Lah, ngapain nyari jodoh? Kan jodohnya sudah di depan mata antum, Ustaz. Aku nyengir dalam hati, nggak sadar kalau ternyata bibirku ikut melengkung kecil.

"Kok senyum-senyum, Me? Lucu ya?"

"E-eh?" Karena reflek, aku pun mengangkat kepala dan langsung bersitatap dengan Ustaz Fahri.

Kami berdua terpaku sejenak dalam keterkejutan. Kulihat pipi Ustaz Fahri sedikit bersemu malu, sementara kuyakin pipiku sudah semerah kepiting rebus. Posisi kami masih sama, jangankan untuk menundukkan kepala. Menghirup napas saja rasanya amat susah.

Bola mata Ustaz Fahri akhirnga bergerak. Ia melirik ke arah lain, memutus kontak barusan. Bersamaan dengan itu syaraf-syaraf tubuhku mulai berfungsi. Aku mengambil dua buku yang tadi Gus Nunu berikan, meletakkannya di depan wajah sambil kuat-kuat berkata. "Astagfirullahaladzim!"

Lalu kabur secepat kilat keluar ruangan.

***

"Jangan ketawa, Bi! Nggak lucu!" protesku.

Setelah insiden kabur dari perpustakaan, Aku bertemu Binar di pohon mangga dekat gedung putri. Katanya, guru BK mencari kami. Tapi karena aku nggak ada di kelas, Binar ditugaskan untuk mencariku ke seisi sekolah.

Mumpung ketemu gini, sekalian aku menceritakan kejadian memalukan barusan padanya.

Lagian nggak kamu jawab langsung saja sih. Binar membuat sebuah isyarat menggunakan jemarinya.

"Ya mana beranilah, Bi."

Makanya diberanikan dong. Katanya suka.

"Yaudah. Nanti aku bilang, Pak Bos."

Nanti kapan?

"Kapan-kapan kalau mau. Sekarang lagi nggak mau."

Ia kembali terkekeh kecil tanpa suara. Kami jalan berdua, dengan Binar yang ada di posisi lebih depan daripada aku. Sambil memperhatikan punggungnya yang tinggi dan lebar, aku terbang ke masa lalu. Saat kami baru saja bertemu.

Aku dan dia memang tumbuh bersama dari usia 7 tahun. Tapi kami baru bisa akrab saat sekelas di bangku sekolah dasar tingkat 3. Binar adalah anak yang pemurung, ia susah bergaul, dan dijauhi oleh teman-teman lainnya.

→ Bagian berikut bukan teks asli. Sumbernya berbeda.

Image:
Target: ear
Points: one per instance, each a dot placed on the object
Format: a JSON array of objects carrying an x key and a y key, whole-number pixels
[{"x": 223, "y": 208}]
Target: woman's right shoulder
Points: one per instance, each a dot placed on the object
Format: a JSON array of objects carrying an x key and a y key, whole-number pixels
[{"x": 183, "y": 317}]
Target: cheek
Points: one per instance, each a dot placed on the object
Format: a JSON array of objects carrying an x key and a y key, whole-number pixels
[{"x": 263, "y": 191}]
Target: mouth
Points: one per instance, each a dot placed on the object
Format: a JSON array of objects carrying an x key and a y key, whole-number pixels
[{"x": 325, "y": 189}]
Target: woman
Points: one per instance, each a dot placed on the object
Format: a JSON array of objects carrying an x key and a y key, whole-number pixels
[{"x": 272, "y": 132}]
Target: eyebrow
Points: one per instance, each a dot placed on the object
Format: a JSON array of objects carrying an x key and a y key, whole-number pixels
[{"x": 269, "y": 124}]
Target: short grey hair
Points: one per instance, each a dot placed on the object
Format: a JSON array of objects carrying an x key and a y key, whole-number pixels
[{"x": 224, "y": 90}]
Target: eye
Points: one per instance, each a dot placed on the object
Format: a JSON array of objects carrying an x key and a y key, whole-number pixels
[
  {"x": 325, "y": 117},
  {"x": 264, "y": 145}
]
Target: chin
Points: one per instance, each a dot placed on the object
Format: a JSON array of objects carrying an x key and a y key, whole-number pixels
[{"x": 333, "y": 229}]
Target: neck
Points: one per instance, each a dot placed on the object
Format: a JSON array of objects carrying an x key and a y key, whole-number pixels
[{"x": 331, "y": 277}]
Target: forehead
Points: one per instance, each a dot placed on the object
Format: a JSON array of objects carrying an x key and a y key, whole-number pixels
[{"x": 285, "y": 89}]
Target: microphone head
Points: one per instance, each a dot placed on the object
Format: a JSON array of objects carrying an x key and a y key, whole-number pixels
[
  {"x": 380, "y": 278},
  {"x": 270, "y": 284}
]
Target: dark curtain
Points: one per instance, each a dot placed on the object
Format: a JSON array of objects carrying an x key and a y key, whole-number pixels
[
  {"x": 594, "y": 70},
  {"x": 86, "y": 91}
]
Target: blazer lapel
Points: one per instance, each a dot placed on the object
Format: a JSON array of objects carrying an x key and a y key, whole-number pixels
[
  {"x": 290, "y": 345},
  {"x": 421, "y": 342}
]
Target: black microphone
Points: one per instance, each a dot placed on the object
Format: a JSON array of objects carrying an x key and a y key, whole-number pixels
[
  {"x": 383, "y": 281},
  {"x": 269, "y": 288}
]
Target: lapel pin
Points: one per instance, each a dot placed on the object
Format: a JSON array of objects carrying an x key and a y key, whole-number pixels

Pernah juga aku memergokinya tengah menangis di bawah tangga. Tanpa suara, meringkuk sendirian di tempat dingin dan gelap. Mama Papa nya mungkin nggak tahu hal itu, jadi aku mulai berpikir untuk melindungi teman kecilku dari penyiksaan pandangan orang-orang sekitar, saat kedua orang tuanya nggak ada di samping Binar.

Melihat ia sedikit demi sedikit tumbuh dewasa seperti ini, setidaknya membuat hatiku sedikit lega. Aku bahkan nggak pernah lagi merasa khawatir Binar akan mengalami kejadian buruk, karena aku yakin ia yang sekarang sudah dapat mengatasinya.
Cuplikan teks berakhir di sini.